The Business Insurance Bureau

Today's Market: A Hard Market Explained

Author: Bob Hannah 1 min read

Premium gone up? Here's why that might not be such a bad thing.

“48% of all businesses experiencing a disaster never recover, not because they’ve experienced a disaster – but because their insurance is a disaster!”

“Traditionally, the law and the courts have been a bit more on the side of insurers than their business policyholders.

That’s because, in the beginnings of the insurance industry, the insurers (around Lloyd’s of London) were very exposed to being victims of insurance fraud and anyone brave enough to accept other people’s risks were thought to need protection.

But eventually, like any privilege, it became abused...

In time, insurers would sell ‘cheap’ insurance policies with dozens of behavioural conditions and warranties that stretched over several pages and if you were in breach of any one of these, the policy was void at the time of a claim. The courts supported this stance.

Thus, ridiculously unfair outcomes were commonplace with lives and livelihoods being ruined over irrelevant breaches of policy conditions.

We once had a £4million fire claim turned down because the fire extinguishers had not been serviced albeit there was no one in the building, yet fire extinguishers only exist to assist you leaving the building.

The Insurance Act, 2015 and the later Enterprise Act, 2016, changed and rebalanced this blatant unfairness in the system.

These days, before a breached policy condition can be held against you, it must be germane to the claim. Insurers can no longer repudiate a burglary claim if the fire extinguishers haven’t been serviced. If the burglar alarm hadn’t been set, that’s another matter.

As a result of these changes many, many more claims have had to be paid and consequent upon that, capital has left the market as the losses piled in.

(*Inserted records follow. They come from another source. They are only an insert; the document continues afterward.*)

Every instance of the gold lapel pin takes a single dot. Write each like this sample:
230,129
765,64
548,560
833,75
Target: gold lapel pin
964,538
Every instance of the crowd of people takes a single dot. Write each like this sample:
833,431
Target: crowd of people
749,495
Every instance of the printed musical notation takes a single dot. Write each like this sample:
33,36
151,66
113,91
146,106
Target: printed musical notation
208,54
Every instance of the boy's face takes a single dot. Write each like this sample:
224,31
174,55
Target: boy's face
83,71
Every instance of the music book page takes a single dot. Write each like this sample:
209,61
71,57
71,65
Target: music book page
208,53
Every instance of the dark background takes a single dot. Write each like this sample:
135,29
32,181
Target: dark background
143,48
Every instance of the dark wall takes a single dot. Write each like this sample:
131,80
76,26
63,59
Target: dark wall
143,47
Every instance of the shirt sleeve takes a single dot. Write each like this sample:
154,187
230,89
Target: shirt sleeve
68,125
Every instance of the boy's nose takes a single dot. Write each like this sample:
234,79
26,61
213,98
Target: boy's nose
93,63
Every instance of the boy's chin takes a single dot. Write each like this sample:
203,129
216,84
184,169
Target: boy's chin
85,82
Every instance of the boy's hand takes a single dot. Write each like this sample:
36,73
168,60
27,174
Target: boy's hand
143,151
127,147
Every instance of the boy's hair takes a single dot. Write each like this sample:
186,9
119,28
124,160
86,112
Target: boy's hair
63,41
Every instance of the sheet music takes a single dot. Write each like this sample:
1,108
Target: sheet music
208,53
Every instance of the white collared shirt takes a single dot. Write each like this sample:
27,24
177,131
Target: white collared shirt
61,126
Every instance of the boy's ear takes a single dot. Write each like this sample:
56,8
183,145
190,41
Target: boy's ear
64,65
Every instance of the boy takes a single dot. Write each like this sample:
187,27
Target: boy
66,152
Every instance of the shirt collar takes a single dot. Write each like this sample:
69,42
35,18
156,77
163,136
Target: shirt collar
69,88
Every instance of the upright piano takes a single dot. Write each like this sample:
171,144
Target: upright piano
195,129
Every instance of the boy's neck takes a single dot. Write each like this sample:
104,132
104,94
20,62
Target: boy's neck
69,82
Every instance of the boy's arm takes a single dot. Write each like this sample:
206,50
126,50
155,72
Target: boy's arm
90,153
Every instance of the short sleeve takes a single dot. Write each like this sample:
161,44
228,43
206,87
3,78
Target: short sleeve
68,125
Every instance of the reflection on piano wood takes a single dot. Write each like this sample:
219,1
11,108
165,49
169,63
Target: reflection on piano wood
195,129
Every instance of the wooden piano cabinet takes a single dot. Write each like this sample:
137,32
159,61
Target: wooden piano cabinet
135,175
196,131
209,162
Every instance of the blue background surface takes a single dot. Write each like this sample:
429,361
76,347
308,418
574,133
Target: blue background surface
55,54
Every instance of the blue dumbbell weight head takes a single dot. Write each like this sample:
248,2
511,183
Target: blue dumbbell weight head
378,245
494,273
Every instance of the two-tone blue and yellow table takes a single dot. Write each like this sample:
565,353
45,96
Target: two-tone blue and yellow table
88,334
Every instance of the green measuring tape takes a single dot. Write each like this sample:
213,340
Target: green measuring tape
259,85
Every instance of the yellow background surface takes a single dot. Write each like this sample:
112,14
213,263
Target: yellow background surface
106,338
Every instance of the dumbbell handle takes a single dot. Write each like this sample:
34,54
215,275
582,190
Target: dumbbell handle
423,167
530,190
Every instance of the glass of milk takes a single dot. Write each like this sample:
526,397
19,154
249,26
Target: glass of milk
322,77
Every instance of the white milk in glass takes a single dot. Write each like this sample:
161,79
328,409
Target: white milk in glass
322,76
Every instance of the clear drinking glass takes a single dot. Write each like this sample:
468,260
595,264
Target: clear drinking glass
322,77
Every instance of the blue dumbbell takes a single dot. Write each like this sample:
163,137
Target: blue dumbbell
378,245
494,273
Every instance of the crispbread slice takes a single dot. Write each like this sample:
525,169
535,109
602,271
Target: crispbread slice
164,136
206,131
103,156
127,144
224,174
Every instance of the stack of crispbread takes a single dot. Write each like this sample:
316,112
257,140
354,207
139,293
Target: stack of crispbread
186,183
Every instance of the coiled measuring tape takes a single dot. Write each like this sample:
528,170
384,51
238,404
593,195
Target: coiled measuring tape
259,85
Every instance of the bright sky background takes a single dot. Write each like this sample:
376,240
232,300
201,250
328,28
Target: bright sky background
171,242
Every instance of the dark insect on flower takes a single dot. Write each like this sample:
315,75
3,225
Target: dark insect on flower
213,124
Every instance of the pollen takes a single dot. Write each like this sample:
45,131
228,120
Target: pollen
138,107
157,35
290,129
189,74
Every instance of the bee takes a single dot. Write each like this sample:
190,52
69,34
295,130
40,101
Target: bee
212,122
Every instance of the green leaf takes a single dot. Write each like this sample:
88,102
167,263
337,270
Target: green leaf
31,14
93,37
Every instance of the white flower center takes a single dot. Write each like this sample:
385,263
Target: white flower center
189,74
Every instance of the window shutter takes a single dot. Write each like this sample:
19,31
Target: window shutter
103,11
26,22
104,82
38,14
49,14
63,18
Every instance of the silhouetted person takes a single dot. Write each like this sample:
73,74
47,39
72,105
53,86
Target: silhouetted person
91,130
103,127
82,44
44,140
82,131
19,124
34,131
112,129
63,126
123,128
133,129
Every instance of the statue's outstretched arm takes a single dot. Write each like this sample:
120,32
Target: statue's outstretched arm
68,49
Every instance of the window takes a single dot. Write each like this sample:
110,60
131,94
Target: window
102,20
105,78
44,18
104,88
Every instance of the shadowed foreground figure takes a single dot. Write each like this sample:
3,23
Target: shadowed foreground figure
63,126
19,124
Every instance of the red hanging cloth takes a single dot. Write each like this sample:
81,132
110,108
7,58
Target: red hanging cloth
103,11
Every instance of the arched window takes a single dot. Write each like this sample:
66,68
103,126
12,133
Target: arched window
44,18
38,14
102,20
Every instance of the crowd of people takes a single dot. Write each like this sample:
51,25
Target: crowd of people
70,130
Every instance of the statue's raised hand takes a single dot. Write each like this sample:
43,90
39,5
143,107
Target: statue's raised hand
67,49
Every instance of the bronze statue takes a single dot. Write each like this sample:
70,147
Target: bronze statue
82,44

Some 11 Lloyd’s syndicates have closed in the last couple of years, countless underwriting and binding authorities have been withdrawn and as supply of market capacity has collapsed against elastic demand – guess what?

Premiums have gone up for everyone, everywhere and premiums won’t come back down.

This might not sound like a good news story, but it is. The long-term outcomes for business customers with claims is much improved.

‘Cheap’ insurance with hideous terms and conditions is a thing of the past. 

Insurers now have to collect enough money to, at least, pay claims.

So, your premium might have gone up, but your future is more secure. On the morning after the fire, no one asks how much you paid for your insurance, because it no longer matters.

Peace of mind isn’t expensive, it’s priceless.”